Besides, the data suggests that informality has grown in the labour market after the pandemic and the economic recovery is not accompanied by a proportionate increase in labour demand. This is also reflected in continued higher demand for work under the rural employment guarantee scheme. While the unemployment rate has come down from lockdown levels, the labour participation rate has declined significantly. The data from the Centre for Monitoring Indian Economy shows that, against the level in 2019-20, employment was lower by about 15 million in December. Further, apart from lower employment, wage incomes have declined — by over 50 per cent in some cases. Corporate results in previous quarters too showed a decline in wage cost for a large number of companies. A lower level of employment and reduced wage income for a large section of the population will have implications for overall demand and affect economic recovery.

Addressing these issues would be a key challenge for the Union Budget, to be presented next week. Reportedly, the government is planning to extend relief to individual taxpayers by lowering the tax outgo.

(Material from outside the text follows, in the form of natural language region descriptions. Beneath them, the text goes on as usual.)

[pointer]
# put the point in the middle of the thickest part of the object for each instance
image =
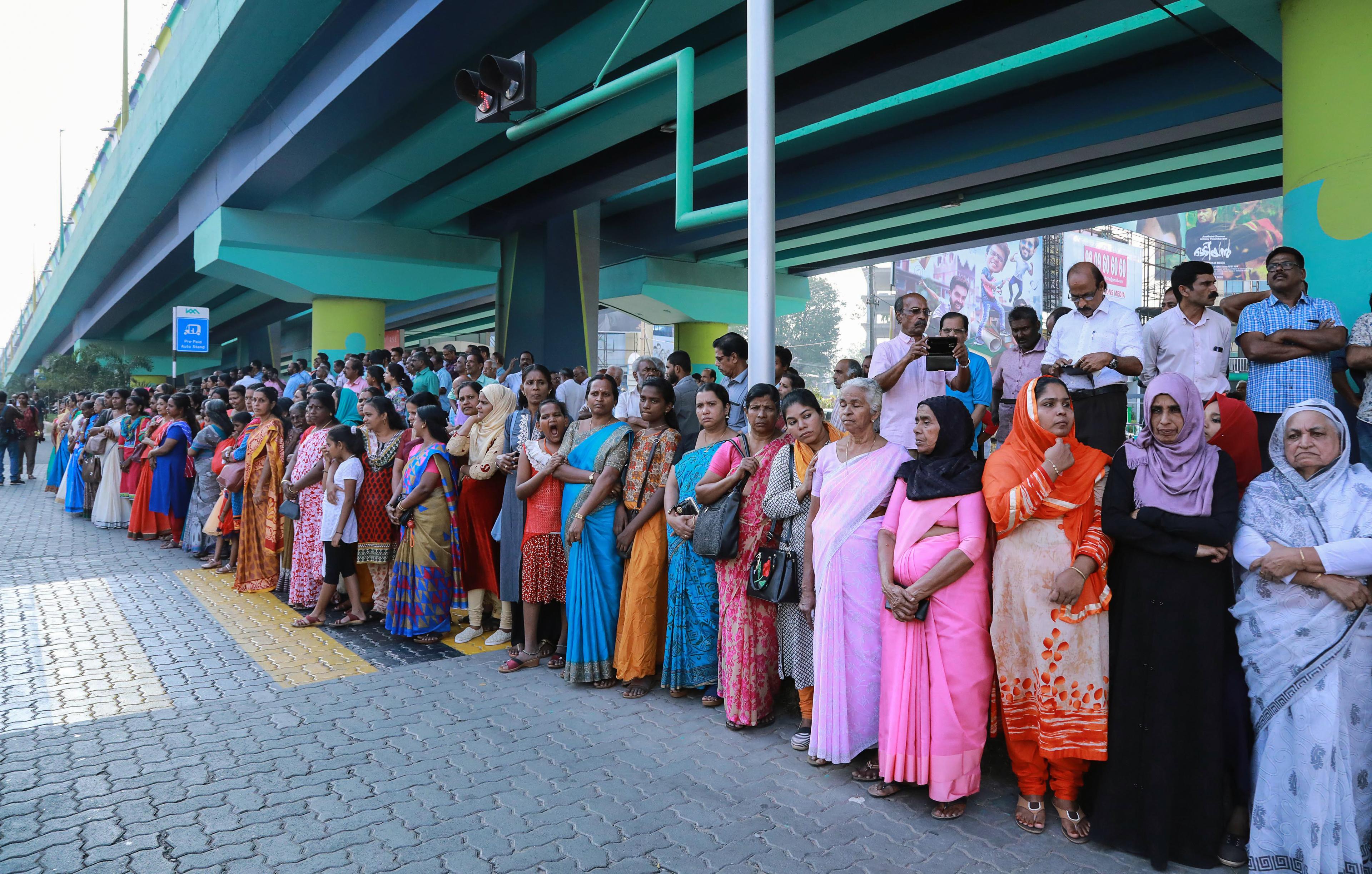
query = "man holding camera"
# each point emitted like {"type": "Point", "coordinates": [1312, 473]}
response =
{"type": "Point", "coordinates": [1094, 351]}
{"type": "Point", "coordinates": [900, 368]}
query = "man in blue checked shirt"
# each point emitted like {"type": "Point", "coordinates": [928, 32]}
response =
{"type": "Point", "coordinates": [1287, 339]}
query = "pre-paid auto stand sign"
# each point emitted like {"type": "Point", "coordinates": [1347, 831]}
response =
{"type": "Point", "coordinates": [190, 331]}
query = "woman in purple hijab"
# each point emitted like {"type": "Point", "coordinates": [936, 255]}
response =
{"type": "Point", "coordinates": [1171, 507]}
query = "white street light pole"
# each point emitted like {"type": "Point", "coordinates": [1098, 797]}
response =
{"type": "Point", "coordinates": [762, 195]}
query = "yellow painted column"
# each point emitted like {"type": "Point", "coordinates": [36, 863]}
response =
{"type": "Point", "coordinates": [341, 326]}
{"type": "Point", "coordinates": [1326, 154]}
{"type": "Point", "coordinates": [697, 339]}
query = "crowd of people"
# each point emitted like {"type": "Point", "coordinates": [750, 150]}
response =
{"type": "Point", "coordinates": [1139, 619]}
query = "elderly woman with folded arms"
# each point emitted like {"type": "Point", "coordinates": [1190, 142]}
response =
{"type": "Point", "coordinates": [1305, 542]}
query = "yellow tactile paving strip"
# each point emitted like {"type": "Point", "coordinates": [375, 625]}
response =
{"type": "Point", "coordinates": [91, 660]}
{"type": "Point", "coordinates": [261, 626]}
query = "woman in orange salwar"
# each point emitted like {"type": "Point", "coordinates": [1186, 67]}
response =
{"type": "Point", "coordinates": [1049, 599]}
{"type": "Point", "coordinates": [143, 523]}
{"type": "Point", "coordinates": [261, 536]}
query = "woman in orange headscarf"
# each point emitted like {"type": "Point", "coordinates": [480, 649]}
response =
{"type": "Point", "coordinates": [1049, 591]}
{"type": "Point", "coordinates": [1231, 426]}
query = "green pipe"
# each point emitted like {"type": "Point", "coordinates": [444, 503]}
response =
{"type": "Point", "coordinates": [621, 44]}
{"type": "Point", "coordinates": [684, 65]}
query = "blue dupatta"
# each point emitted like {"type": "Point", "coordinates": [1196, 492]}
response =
{"type": "Point", "coordinates": [595, 567]}
{"type": "Point", "coordinates": [692, 655]}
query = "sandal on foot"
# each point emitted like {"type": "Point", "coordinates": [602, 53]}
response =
{"type": "Point", "coordinates": [883, 789]}
{"type": "Point", "coordinates": [516, 663]}
{"type": "Point", "coordinates": [950, 810]}
{"type": "Point", "coordinates": [1037, 815]}
{"type": "Point", "coordinates": [1076, 820]}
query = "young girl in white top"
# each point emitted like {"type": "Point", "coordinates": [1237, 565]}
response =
{"type": "Point", "coordinates": [338, 529]}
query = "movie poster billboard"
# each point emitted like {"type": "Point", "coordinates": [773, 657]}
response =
{"type": "Point", "coordinates": [983, 283]}
{"type": "Point", "coordinates": [1119, 263]}
{"type": "Point", "coordinates": [1235, 239]}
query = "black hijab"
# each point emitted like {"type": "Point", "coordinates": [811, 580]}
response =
{"type": "Point", "coordinates": [951, 470]}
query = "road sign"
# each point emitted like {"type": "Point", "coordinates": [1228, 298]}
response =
{"type": "Point", "coordinates": [190, 330]}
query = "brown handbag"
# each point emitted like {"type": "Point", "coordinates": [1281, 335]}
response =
{"type": "Point", "coordinates": [231, 477]}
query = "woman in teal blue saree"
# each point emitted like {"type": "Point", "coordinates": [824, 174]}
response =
{"type": "Point", "coordinates": [597, 451]}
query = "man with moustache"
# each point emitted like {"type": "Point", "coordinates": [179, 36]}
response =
{"type": "Point", "coordinates": [899, 368]}
{"type": "Point", "coordinates": [1095, 349]}
{"type": "Point", "coordinates": [1190, 339]}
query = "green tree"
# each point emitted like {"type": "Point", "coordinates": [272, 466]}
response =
{"type": "Point", "coordinates": [813, 334]}
{"type": "Point", "coordinates": [94, 367]}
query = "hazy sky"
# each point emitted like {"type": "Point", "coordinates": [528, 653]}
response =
{"type": "Point", "coordinates": [61, 61]}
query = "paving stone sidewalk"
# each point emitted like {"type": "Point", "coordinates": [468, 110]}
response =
{"type": "Point", "coordinates": [438, 766]}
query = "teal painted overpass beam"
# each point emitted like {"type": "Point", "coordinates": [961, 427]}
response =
{"type": "Point", "coordinates": [298, 258]}
{"type": "Point", "coordinates": [684, 65]}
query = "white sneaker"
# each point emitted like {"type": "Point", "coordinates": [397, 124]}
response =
{"type": "Point", "coordinates": [468, 636]}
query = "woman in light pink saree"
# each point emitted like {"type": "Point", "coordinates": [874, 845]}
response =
{"type": "Point", "coordinates": [936, 660]}
{"type": "Point", "coordinates": [843, 584]}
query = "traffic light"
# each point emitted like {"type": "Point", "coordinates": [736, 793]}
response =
{"type": "Point", "coordinates": [498, 87]}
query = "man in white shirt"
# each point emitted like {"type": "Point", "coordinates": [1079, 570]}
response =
{"type": "Point", "coordinates": [1095, 349]}
{"type": "Point", "coordinates": [573, 392]}
{"type": "Point", "coordinates": [627, 407]}
{"type": "Point", "coordinates": [1190, 338]}
{"type": "Point", "coordinates": [252, 375]}
{"type": "Point", "coordinates": [900, 369]}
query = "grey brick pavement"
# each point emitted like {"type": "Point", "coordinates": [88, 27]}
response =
{"type": "Point", "coordinates": [442, 766]}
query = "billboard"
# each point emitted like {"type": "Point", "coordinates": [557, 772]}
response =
{"type": "Point", "coordinates": [1119, 263]}
{"type": "Point", "coordinates": [984, 283]}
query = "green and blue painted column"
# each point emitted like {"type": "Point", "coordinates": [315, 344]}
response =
{"type": "Point", "coordinates": [1327, 145]}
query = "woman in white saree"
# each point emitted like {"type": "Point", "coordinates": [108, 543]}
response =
{"type": "Point", "coordinates": [1305, 636]}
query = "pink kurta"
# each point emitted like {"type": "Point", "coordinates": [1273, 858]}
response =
{"type": "Point", "coordinates": [938, 674]}
{"type": "Point", "coordinates": [849, 599]}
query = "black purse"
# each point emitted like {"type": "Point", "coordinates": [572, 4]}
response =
{"type": "Point", "coordinates": [776, 573]}
{"type": "Point", "coordinates": [717, 527]}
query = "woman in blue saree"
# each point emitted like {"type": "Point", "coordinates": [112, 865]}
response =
{"type": "Point", "coordinates": [73, 500]}
{"type": "Point", "coordinates": [597, 451]}
{"type": "Point", "coordinates": [427, 560]}
{"type": "Point", "coordinates": [692, 655]}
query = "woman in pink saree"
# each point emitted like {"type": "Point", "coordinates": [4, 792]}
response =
{"type": "Point", "coordinates": [936, 660]}
{"type": "Point", "coordinates": [748, 678]}
{"type": "Point", "coordinates": [843, 582]}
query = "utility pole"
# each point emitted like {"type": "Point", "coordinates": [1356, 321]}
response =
{"type": "Point", "coordinates": [762, 195]}
{"type": "Point", "coordinates": [124, 110]}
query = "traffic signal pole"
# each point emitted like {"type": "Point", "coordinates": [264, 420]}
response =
{"type": "Point", "coordinates": [762, 195]}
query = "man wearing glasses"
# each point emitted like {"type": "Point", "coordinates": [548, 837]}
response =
{"type": "Point", "coordinates": [1095, 349]}
{"type": "Point", "coordinates": [1287, 339]}
{"type": "Point", "coordinates": [899, 368]}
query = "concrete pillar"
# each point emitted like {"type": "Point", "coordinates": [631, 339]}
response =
{"type": "Point", "coordinates": [548, 294]}
{"type": "Point", "coordinates": [1327, 164]}
{"type": "Point", "coordinates": [697, 339]}
{"type": "Point", "coordinates": [341, 326]}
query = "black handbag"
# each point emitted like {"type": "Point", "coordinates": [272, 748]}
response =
{"type": "Point", "coordinates": [774, 575]}
{"type": "Point", "coordinates": [717, 527]}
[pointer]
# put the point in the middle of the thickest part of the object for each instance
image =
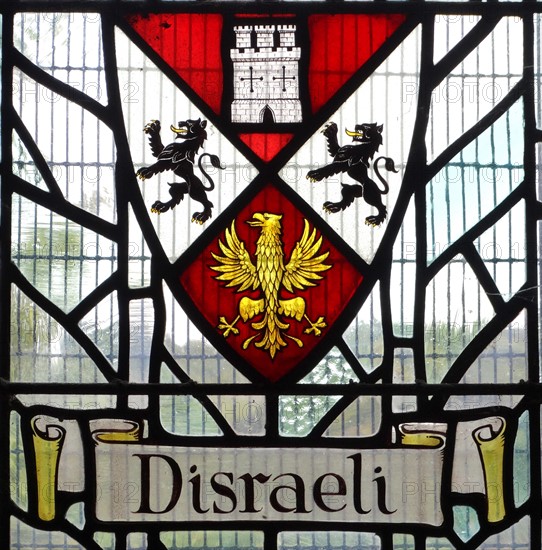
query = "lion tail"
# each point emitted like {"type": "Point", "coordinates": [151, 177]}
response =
{"type": "Point", "coordinates": [389, 165]}
{"type": "Point", "coordinates": [215, 162]}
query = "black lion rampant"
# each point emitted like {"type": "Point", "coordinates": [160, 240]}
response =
{"type": "Point", "coordinates": [180, 157]}
{"type": "Point", "coordinates": [355, 159]}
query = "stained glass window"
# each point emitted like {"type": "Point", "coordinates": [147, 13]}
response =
{"type": "Point", "coordinates": [270, 275]}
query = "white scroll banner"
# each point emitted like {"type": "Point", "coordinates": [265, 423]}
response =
{"type": "Point", "coordinates": [141, 482]}
{"type": "Point", "coordinates": [138, 482]}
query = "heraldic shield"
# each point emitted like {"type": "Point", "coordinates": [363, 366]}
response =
{"type": "Point", "coordinates": [271, 286]}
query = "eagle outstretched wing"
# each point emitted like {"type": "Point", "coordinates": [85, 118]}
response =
{"type": "Point", "coordinates": [304, 266]}
{"type": "Point", "coordinates": [236, 266]}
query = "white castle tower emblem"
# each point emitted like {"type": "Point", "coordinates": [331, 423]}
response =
{"type": "Point", "coordinates": [265, 75]}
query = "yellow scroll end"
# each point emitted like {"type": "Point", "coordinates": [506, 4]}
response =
{"type": "Point", "coordinates": [47, 447]}
{"type": "Point", "coordinates": [490, 442]}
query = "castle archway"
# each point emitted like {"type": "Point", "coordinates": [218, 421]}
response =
{"type": "Point", "coordinates": [267, 116]}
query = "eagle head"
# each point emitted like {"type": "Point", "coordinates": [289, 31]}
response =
{"type": "Point", "coordinates": [266, 220]}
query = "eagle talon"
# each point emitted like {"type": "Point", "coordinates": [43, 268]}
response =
{"type": "Point", "coordinates": [316, 326]}
{"type": "Point", "coordinates": [228, 327]}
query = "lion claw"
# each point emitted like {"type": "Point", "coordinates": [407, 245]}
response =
{"type": "Point", "coordinates": [200, 217]}
{"type": "Point", "coordinates": [331, 207]}
{"type": "Point", "coordinates": [373, 221]}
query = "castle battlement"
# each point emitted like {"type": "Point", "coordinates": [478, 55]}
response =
{"type": "Point", "coordinates": [243, 28]}
{"type": "Point", "coordinates": [264, 28]}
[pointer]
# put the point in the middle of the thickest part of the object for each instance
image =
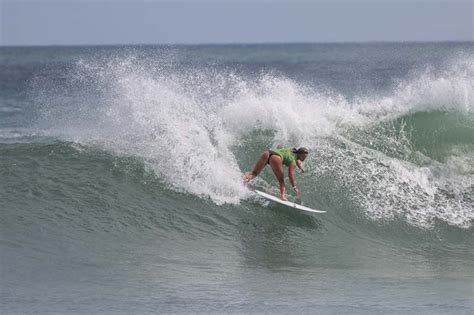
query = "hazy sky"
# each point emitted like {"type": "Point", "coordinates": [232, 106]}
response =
{"type": "Point", "coordinates": [78, 22]}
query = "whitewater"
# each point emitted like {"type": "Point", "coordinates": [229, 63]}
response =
{"type": "Point", "coordinates": [122, 173]}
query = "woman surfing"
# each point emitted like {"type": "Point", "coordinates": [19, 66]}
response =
{"type": "Point", "coordinates": [290, 157]}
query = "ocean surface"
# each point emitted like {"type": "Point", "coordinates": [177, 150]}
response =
{"type": "Point", "coordinates": [121, 168]}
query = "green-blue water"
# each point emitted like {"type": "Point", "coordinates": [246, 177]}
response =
{"type": "Point", "coordinates": [120, 179]}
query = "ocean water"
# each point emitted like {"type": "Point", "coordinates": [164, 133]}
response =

It would be well advised to avoid any such move at this point because it might worsen the problems associated with the ongoing recovery. Tax relief would primarily help households that are in a better financial position. Further, the government is not in a state to forgo revenue. It should also not get carried away with a possible increase in tax collection from a lower base. The government should aim to spend as much as possible in areas like infrastructure in the coming years.

This would not only help increase potential growth in the medium to long run, but also create much-needed jobs at the bottom of the income pyramid, which will generate demand and make the recovery more sustainable.